Nana Nana 19

This week I broke off from not writing the novel of the year and got chatting to a chap in his 70’s who used to ride very high-powered motorcycles all over Cumbria.

This week I broke off from not writing the novel of the year and got chatting to a chap in his 70’s who used to ride very high-powered motorcycles all over Cumbria.

One summer in the 1980s, in a foolhardy attempt to impress a new love interest, he took her out for a quiet Sunday run.

Hitting a personal best of 135 mph on one stretch of road, when they stopped, his pillion passenger got off the back and said: ‘I don’t know whether I’ve just wet myself or had a multiple orgasm.’

It’s not a complaint I’ve ever heard on a first date.

The fastest motorcycle I’ve ever ridden was a rent-a-hairdryer on the Greek island of Crete.

On our first holiday abroad without parents, myself and a friend hired scooters and fearlessly flogged them up and down the stunning E75 coastal road.

That was 31 years ago now, but rave on Ag Nik 91.

We never gave much thought to helmets and while my memory is hazy, I recall that every mosquito-infested taverna we passed along the shady portside bars of Aghios Nikolaos seemed to be stomping to the Euro Discopop of Heavy D’s Now That We Found Love.

I never found love as I was 19-years-old and more interested in finding an air-conditioned room for the night, ideally with a young woman in it.

Looking back, we were just fortunate to find Greece.

Due to a pile-up on the M6, we missed the plane out of Manchester Airport which incurred the wrath of the big sister who was working out of Ag Nik as a holiday rep and had expected us off the flight and had held the coach transfer for us – much to the ire of her passengers.

We consoled ourselves sitting on our cases in Manchester, swigging Duty Free Bacardi before catching a late-night flight to Athens where we arrived in the early hours.

There, my cousin negotiated an internal transfer flight out to Crete’s Heraklion airport, where we chinked glasses of Bucks Fizz at dawn as sunlight filled the cabin.

Having landed, we then lost a Drachma argument with a rip-off taxi driver and finally staggered into our blistering resort 19 and half hours late – half broke, hungry and hungover – to be met by the Mother of all Bollockings.

The big sister was only 24 herself and she spent the rest of the fortnight openly and loudly introducing us to all her friends as: ‘The Malakas’ before ordering us to down terribly tall glasses of straight Ouzo by way of recompense for frying her nerves.

I’ve hated Ouzo ever since.

But back to my old biker friend.
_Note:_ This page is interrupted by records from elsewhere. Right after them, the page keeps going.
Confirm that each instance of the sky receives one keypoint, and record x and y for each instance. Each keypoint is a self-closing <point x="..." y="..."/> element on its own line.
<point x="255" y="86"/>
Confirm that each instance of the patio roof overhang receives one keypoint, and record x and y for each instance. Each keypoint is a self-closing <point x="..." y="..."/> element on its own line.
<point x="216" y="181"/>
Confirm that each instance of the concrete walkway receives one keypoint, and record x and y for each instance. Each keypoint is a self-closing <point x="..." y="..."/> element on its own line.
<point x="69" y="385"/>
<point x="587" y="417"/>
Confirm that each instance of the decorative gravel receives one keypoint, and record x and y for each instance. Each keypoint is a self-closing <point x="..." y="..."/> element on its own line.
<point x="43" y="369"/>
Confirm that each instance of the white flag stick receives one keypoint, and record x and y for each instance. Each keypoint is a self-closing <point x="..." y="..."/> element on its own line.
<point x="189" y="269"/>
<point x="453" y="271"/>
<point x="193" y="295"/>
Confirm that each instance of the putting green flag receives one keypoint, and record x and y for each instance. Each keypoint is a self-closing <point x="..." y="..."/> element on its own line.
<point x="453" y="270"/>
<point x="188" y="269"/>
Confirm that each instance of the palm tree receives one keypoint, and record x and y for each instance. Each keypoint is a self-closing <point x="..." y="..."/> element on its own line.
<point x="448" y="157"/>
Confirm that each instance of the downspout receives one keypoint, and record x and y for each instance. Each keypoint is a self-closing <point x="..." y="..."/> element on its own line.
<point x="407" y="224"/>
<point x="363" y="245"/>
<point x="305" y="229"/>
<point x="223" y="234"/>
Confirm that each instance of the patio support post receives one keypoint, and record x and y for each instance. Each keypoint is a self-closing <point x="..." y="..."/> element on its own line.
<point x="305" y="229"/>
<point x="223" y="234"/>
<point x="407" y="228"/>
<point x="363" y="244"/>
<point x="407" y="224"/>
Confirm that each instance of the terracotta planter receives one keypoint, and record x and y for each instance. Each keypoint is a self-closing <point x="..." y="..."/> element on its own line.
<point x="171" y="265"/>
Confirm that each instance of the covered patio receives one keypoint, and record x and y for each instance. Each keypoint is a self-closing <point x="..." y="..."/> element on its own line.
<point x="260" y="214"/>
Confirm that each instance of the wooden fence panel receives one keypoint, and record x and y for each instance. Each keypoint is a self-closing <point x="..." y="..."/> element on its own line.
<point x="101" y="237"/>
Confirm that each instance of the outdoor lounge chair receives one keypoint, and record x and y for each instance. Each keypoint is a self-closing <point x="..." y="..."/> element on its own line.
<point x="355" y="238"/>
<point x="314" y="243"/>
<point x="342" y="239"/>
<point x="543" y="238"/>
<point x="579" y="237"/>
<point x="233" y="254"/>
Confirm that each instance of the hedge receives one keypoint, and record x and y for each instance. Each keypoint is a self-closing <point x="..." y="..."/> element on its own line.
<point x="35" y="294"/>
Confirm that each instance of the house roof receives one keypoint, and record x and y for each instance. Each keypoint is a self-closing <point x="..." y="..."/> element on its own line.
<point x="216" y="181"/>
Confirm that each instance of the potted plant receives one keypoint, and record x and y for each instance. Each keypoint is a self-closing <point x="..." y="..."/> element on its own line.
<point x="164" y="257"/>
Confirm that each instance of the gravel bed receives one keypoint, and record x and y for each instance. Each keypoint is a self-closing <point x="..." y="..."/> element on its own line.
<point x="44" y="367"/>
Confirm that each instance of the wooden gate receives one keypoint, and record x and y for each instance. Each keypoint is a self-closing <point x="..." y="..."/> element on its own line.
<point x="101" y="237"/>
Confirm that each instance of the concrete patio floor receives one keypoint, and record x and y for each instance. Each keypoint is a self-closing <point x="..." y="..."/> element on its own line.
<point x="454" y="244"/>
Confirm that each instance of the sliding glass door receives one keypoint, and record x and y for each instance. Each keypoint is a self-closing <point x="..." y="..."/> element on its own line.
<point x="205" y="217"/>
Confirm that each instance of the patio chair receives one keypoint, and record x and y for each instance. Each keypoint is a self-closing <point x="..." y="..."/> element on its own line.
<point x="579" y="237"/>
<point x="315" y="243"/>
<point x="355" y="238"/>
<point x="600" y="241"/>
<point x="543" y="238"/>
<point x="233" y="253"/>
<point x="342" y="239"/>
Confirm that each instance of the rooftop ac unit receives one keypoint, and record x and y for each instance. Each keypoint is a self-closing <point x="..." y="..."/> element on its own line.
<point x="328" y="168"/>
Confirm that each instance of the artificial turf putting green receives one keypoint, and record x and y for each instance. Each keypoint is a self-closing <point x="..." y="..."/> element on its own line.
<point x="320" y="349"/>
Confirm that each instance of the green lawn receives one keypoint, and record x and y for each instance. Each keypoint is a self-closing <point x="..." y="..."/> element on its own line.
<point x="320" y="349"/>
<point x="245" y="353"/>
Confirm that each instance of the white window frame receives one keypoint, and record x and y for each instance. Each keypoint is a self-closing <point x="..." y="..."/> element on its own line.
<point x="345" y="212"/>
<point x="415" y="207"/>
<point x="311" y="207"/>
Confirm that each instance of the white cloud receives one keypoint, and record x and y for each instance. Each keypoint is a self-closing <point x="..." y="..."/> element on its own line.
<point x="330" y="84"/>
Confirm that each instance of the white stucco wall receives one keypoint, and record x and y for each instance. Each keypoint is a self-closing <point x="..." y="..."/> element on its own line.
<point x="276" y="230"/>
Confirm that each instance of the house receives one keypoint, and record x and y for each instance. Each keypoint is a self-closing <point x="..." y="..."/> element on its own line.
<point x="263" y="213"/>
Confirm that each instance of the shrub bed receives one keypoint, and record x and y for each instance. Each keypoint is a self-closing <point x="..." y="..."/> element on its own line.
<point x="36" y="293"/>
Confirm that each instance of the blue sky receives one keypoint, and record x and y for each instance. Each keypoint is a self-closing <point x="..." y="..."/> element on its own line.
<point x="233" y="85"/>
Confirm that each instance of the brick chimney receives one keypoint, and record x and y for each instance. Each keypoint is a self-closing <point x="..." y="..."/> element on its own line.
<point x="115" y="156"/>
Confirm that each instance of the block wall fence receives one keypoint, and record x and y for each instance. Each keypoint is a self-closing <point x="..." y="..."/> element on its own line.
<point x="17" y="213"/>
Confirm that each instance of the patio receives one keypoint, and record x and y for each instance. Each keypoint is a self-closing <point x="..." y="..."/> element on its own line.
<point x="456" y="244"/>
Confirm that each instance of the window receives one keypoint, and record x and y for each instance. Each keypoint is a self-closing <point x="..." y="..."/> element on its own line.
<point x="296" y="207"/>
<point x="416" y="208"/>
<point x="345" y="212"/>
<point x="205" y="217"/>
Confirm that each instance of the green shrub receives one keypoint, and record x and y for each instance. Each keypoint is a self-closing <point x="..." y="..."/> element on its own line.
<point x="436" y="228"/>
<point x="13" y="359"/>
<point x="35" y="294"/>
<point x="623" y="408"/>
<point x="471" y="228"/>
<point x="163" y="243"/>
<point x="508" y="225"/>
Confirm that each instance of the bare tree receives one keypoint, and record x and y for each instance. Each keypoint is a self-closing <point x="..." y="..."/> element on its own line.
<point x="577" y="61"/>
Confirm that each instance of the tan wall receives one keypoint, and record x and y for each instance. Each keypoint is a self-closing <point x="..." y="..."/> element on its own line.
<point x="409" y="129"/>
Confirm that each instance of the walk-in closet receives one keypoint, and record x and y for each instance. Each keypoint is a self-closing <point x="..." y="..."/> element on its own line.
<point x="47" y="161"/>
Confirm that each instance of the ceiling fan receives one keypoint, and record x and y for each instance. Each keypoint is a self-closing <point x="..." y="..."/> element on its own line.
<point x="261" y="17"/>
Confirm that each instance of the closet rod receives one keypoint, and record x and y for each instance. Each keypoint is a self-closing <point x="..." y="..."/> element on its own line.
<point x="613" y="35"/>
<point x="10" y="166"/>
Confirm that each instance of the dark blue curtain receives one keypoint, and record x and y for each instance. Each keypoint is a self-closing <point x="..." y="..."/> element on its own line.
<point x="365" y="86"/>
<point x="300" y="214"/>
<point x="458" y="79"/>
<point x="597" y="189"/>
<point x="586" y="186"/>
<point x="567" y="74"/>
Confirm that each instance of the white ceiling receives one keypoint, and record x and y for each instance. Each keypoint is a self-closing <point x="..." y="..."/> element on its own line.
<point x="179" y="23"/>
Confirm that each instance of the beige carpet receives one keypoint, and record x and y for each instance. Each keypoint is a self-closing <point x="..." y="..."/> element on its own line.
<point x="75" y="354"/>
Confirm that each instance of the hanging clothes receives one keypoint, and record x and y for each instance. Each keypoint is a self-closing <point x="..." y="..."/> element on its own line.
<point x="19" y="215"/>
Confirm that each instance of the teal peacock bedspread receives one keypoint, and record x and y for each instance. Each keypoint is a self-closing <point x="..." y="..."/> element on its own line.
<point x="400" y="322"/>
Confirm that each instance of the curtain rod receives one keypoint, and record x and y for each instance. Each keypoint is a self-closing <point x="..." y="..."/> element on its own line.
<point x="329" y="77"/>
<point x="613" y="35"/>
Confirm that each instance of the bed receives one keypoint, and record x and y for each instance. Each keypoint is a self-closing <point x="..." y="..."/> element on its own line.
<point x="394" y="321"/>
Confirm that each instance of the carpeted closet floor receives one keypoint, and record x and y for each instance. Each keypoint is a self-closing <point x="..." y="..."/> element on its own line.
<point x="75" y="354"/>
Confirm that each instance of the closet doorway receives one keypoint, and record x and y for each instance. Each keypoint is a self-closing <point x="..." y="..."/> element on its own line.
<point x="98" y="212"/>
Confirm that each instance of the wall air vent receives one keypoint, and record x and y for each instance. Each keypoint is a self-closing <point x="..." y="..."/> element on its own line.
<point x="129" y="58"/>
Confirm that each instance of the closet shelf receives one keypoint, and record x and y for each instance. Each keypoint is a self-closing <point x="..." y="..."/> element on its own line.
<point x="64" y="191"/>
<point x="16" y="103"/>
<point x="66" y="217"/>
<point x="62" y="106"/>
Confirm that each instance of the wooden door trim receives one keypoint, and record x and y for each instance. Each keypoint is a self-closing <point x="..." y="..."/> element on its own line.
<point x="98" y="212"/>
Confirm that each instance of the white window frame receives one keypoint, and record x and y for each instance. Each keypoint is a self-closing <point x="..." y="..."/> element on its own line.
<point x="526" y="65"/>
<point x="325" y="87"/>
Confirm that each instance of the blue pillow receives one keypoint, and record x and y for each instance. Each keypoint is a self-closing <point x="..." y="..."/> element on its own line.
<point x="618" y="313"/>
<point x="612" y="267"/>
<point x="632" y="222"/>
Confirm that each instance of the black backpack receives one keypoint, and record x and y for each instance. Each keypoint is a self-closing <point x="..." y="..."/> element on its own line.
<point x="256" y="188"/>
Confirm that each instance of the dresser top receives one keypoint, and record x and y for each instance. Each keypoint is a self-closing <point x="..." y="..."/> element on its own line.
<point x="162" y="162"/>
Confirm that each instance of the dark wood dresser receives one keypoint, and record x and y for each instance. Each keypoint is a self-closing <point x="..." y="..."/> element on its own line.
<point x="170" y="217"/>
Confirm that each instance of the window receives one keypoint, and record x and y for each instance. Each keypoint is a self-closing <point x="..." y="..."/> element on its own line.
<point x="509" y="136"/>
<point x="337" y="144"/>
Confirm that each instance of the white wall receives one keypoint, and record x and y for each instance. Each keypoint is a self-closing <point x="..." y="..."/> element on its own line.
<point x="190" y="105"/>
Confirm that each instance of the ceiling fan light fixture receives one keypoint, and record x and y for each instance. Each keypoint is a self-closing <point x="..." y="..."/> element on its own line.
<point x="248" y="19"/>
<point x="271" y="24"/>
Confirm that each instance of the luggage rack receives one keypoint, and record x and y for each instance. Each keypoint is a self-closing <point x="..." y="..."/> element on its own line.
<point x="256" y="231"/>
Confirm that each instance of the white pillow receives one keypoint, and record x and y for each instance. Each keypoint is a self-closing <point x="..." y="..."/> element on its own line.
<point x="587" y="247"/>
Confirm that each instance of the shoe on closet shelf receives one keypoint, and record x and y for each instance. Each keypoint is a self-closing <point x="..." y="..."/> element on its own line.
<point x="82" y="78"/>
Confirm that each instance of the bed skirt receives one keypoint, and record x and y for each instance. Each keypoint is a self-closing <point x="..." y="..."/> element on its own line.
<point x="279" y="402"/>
As he told me his tale of his long-gone pillion passenger, the bright headlights of the past appeared briefly in his eyes before they quickly dimmed again.

All I could wonder was what became of his female pillion passenger?

Did she go on to settle down with a reliable Mr Right? The kind of sensible upright fella who obeyed all his speed limits and spent his Sundays revving nothing more powerful than a lawnmower?

Sadly, dear reader, we shall never know, but the story of a lost love, and the horrific news and scenes out of Ukraine this week, brought to mind two songs by Elvis Costello.

Oliver’s Army (1979), followed later by A Good Year For The Roses (1981).

Back in 1984, there was a large anti-Trident demonstration in Barrow-in-Furness which featured a mass die-in on Michaelson Road Bridge.

The late Mam dragged the 12-year-old me along.

After it was over, a rumour went round that Elvis Costello was heading to Barrovia to put on a benefit gig and there was a mass exodus to a local club where his songs were played on repeat.

As the parents swilled cold lagers and limes all afternoon, me and a gang of other urchins kicked a popped football around Forshaw Street to act as lookouts.

Not only did Elvis never leave the building, he never entered it.

Why doesn’t the pop world still produce musicians who write profound and popular anti-war songs? Where’s a Paul Hardcastle when you need one?

Are they all too busy counting their followers, updating their Instagrams and cultivating their best duck face?

I suppose the bean counters in charge of creative output can’t be certain there’s enough moolah in it.

A good anti-war song that takes hold can be as effective as any missile in winning hearts and minds in the propaganda war.

But we will need a lot more than music in our locker to stop ‘Sadimir’ than cancelling his pin numbers or locking him out of internet banking.

What’s next, a mass bombardment of MI5 stinger pronouns? Powerless to do anything, I shall be imposing my own humble economic sanction of boycotting Smirnoff.

And please God, can I be 19 again.

Ideally driving a moped around the cicada-chirping countryside of Crete, blissfully oblivious to everything save the next girl walking by in a spaghetti string bikini.

*RIP to Gary Brooker of Procul Harum.